I knew I wanted to be a pharmacist when I was in 10th grade.
I shadowed a community pharmacist at a local drug store in Franklin, Pennsylvania, and something clicked. The way he showed up for his community. The conversations. The trust. I thought — that's what I want to do for the next 30 years.
Fast forward through pharmacy school at LECOM, through the white coat ceremony, through raising my right hand and meaning every single word of that oath — and what I found on the other side was... not that.
What I found was a system that said: stay in your lane, fill the prescription, bill the insurance, dispense the product. Stay in the box.
I had 8 different pharmacy jobs over 15 years. Retail. Floating. Independent. Long-term care. Consulting. MTM. Hospital. Administration.
You know what they all had in common?
I was spending 1% of my day doing actual patient care.
One percent.
The other 99% was metrics, volume, dispensing. Important work — but not the work I was trained to do.
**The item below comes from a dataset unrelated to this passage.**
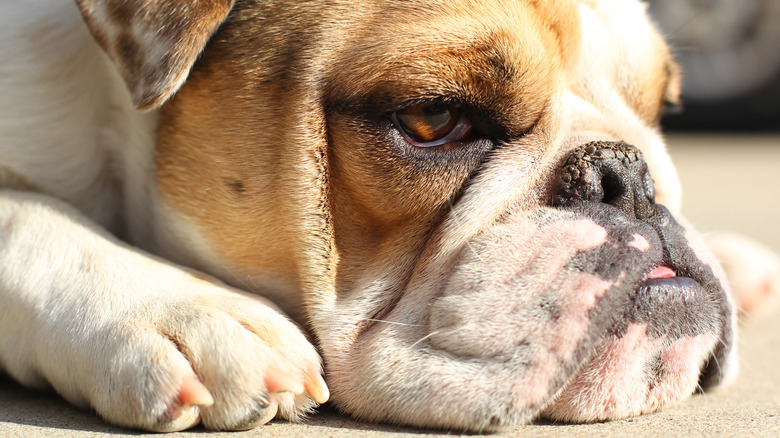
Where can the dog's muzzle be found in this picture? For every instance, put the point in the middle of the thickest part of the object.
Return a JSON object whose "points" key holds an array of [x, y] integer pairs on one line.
{"points": [[597, 307]]}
Not the work that oath promised me I'd get to do.
We were taught motivational interviewing. Behavioral modification. How to write SOAP notes. How to show up as a multidisciplinary team member.
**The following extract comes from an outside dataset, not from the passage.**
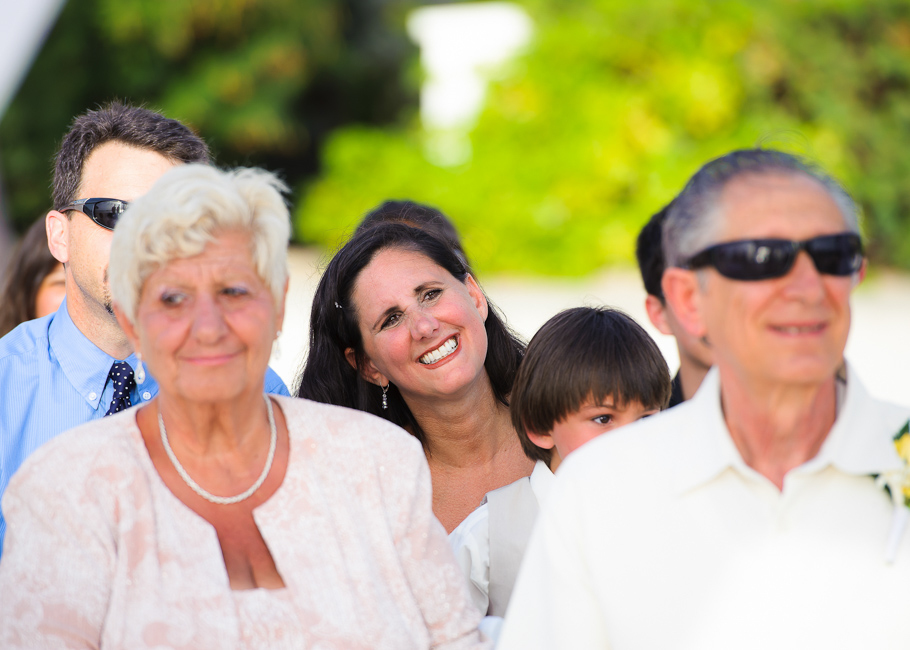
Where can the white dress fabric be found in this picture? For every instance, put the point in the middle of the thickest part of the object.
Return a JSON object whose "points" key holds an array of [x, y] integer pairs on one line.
{"points": [[100, 553], [471, 539], [660, 536]]}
And then we graduated and were told: here's your counter. Here's your queue. Don't leave the box.
Pharmacists aren't leaving pharmacy because they're weak. They're leaving because they can't do what they were educated to do. They'd rather be travel agents and real estate agents than spend another decade asking "do you want a consultation with that?"
I thought I was the problem. For 15 years, I thought I was broken.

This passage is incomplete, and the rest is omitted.